When the thinning was finished, we had hundreds of tall firs, but they weren’t crowding out the sun-loving oaks and madrones.
Why did I think fewer trees would be better for the forest’s long-term health?
The forest I was walking through was young but my thoughts were focused on the forest 200 years in the future, when some of these trees would finally be old – most Pacific Northwest conifers can live for more than 500 years. As a restoration practitioner, I plan for the ecosystems of today and for the long-term health of our forests, wetlands and other habitats. That means planning restoration efforts that factor in our warming climate and the unprecedented challenges of climate change.
The common if imperfect analogy is to think of our forests as gardens. Garden plants grow in response to soil nutrients, water and sunlight. So do forests. The hotter, drier summers we are experiencing create extended periods of drought for our forests.

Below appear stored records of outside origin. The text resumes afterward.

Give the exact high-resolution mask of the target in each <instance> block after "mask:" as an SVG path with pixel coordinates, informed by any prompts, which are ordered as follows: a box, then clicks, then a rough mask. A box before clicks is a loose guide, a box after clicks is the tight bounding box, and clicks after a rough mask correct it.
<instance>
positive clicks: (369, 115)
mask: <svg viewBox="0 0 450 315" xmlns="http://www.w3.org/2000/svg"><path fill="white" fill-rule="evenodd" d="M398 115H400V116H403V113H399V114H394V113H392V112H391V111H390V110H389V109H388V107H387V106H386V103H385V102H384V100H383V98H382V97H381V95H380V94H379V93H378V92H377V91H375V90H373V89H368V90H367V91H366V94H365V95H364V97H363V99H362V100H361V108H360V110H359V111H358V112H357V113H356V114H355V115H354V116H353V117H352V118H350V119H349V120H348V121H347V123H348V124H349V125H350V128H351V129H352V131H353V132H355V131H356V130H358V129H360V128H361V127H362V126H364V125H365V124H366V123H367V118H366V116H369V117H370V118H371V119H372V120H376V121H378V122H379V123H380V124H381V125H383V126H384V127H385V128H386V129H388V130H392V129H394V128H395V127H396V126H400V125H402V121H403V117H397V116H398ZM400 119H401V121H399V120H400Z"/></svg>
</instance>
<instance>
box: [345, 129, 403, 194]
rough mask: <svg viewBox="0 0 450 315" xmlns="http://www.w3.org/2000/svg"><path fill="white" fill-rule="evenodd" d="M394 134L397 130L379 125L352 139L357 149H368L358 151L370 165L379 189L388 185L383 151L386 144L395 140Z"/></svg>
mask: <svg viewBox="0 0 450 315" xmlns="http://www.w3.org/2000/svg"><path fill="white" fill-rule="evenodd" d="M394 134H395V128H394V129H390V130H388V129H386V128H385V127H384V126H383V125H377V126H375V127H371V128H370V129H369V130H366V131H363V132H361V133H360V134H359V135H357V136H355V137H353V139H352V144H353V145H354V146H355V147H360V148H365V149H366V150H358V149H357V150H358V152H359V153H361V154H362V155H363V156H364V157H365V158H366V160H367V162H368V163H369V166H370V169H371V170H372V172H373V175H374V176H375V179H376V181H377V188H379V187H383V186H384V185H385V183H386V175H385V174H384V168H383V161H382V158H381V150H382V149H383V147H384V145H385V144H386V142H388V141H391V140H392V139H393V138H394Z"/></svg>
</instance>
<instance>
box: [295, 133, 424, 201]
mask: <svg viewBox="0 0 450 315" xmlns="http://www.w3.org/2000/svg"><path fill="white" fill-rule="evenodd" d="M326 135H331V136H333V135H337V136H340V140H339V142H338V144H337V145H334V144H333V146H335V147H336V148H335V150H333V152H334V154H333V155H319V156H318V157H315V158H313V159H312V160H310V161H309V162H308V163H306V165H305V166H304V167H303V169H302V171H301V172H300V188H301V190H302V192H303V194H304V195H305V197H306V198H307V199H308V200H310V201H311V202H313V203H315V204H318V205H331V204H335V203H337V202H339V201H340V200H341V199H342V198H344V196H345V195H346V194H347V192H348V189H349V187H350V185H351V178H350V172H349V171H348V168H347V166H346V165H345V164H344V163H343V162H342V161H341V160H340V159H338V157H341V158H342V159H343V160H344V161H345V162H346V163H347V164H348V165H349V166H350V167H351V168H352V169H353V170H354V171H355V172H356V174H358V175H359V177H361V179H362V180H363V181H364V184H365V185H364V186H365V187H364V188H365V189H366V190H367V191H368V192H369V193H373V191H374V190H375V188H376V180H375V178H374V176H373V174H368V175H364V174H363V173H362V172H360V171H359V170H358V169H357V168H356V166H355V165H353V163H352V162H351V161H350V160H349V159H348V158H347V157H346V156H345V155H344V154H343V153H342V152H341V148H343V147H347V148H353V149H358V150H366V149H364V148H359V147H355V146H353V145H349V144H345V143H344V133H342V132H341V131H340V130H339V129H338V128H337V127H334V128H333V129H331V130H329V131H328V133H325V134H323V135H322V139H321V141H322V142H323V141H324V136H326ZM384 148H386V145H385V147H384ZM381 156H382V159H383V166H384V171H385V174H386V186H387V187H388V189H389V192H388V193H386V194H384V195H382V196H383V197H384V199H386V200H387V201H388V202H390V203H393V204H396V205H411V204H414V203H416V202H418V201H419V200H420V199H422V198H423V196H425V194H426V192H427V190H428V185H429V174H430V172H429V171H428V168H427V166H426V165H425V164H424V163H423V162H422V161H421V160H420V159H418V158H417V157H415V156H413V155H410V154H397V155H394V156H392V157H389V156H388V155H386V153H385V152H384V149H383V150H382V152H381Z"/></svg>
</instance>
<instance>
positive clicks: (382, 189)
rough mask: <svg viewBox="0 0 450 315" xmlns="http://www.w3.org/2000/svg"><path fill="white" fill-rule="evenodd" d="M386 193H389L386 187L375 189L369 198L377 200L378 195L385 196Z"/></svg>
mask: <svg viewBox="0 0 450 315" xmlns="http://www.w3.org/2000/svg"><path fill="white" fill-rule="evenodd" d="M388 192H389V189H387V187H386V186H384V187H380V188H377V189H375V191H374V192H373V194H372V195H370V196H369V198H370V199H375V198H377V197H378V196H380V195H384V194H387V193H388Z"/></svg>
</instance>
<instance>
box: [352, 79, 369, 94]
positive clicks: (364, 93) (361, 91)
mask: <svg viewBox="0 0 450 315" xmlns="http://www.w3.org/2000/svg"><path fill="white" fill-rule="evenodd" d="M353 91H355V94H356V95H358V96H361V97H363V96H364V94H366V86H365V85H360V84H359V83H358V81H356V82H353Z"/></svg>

We cannot water them as we could our garden. But we can influence other growing conditions to make forests more resilient to environmental stresses while continuing to provide the benefits of a forest ecosystem.
Current science about keeping forests healthy as the climate changes suggests some simple actions. First, forest thinning creates more space for plants to grow and reduces competition for water. Trees experiencing water stress have fewer resources to resist insects and diseases. Indeed, this summer we saw the effects of drought in the wide-spread browning of needles and die-back of tree branches.
Maintaining and increasing plant diversity is another recommendation. Research suggests that some of our familiar plants might stop reproducing in the Willamette Valley. Other plants might expand their range. We have some information about the winners and losers in the plant world, but more research is needed. Maximizing plant diversity is a cautious approach. If one species fades out of the forest as the climate changes, others might survive.
Another recommendation is to control aggressive invasive species which allows native plants to survive, supporting the wildlife that depends on them.
At Metro natural areas such as Chehalem Ridge, along Johnson Creek and in the McCarthy Creek watershed, these are the practices Metro is implementing to create resilient forests.
For example, at McCarthy Creek Natural Area, we’ll thin some of the young Douglas fir forests at the former tree farm, keeping some firs but making room for willows, maples, and other hardwood trees to thrive. In the process, we’ll leave logs and branches on the ground to start replenishing the dead wood depleted by previous land management. The trees will grow larger and faster – providing better protection for water quality and improved wildlife habitat.
Climate change will affect all of our habitats. Metro’s restoration work, informed by science and designed to adapt to changing conditions, will help keep our forests and habitats healthy for our wildlife and for us.